Jun 25, 2004

It's a beautiful day and I'm happy. For the most part anyway. The job thing is working out and my last two+ weeks are starting to go pretty smoothly. I'm finally busy at work, which is slightly ironic now that I've quit due to the boredom. But this is work I can get into: preparing my office, my job manual, my co-workers, to get along without me. It's slowly inflating my head, knowing that they are so worried about my departure and do in fact truly value my presence here, and at the same time it is giving me a slight sense of unease as I prepare for my extinction, at least as far as the office is concerned. What will they do when I'm gone? Will they remember me fondly, look into my empty office and miss me?

This process of planning my permanent absence is making me think about my life, my family, my friends, my loved ones. It is also making me think about people I've lost contact with throughout my life. Losing touch with someone is a form of death, in a way. You can't plan for it, and you don't know when a conversation or hug or kiss or e-mail will be your last. I've often wondered where some of my past boyfriends and childhood girl friends have been, who they are, where they live, what they're doing right now...if they're thinking of me with the same curious concern. You never know when you're saying goodbye for the last time, so it's important to take advantage of the time you have with the world while you have it.

I've been struggling with the decision to start helping someone close to me out on a regular basis, which I guess I am worried will become a precedent for when this person needs more help, but I love her and I can't stand to see her in the state she is in right now. And it is my duty, as one of her closest friends and loved ones, to take care of her. And when she's gone, will I feel like I did enough? Will I ever feel like I've been the best friend, daughter, sister, employee, wife, and mother that I could possibly be to every person I care for? No, it would be impossible. But I'm doing the best I can.

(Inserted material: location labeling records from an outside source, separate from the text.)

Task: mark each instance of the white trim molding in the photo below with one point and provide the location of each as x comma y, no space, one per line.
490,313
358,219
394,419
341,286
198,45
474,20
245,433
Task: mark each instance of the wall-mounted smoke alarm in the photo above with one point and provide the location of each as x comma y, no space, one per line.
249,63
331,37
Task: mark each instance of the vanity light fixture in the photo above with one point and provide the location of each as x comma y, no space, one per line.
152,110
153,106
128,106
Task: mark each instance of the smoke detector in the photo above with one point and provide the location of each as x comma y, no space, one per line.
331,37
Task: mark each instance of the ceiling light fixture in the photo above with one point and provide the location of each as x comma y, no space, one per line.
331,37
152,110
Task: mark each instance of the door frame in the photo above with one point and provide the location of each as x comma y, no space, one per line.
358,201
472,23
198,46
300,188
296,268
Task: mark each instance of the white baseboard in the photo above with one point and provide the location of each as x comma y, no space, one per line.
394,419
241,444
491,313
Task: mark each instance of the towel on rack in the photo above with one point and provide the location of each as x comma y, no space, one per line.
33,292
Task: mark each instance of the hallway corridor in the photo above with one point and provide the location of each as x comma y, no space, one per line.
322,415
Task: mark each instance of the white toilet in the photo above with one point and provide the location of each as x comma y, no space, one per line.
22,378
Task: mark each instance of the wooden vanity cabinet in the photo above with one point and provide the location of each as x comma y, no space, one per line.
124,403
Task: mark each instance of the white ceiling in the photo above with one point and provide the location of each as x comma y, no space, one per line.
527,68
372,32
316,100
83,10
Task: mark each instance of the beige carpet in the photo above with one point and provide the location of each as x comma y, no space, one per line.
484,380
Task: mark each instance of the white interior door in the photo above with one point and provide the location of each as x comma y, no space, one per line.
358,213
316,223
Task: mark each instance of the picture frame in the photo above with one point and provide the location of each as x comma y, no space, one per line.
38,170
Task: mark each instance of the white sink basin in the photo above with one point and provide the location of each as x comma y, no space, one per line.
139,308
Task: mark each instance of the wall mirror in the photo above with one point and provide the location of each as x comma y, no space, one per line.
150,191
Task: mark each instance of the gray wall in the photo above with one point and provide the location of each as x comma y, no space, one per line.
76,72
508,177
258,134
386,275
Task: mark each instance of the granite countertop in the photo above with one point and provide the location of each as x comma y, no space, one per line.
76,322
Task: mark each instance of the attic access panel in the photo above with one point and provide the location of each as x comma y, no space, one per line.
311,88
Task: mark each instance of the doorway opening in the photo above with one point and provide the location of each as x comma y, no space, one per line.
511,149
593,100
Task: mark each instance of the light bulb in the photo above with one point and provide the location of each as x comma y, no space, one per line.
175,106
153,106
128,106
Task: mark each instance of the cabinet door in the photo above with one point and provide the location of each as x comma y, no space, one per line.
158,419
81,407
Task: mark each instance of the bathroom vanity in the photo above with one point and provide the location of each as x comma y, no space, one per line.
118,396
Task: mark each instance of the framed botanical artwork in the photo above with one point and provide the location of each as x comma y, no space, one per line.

I'm becoming emotional and girly, but I can't help it. I am starting a new phase of my life and am saying goodbye to a large part of who I am, at least who I have been for the past two years. I'm starting fresh and I couldn't be happier, but there lingers this sense of unease. I've never been good at goodbyes. Looking back, I love this place, and all the crappiness I've associated with it. And I love you guys, the three of you who read this inflated and nonsensical thing.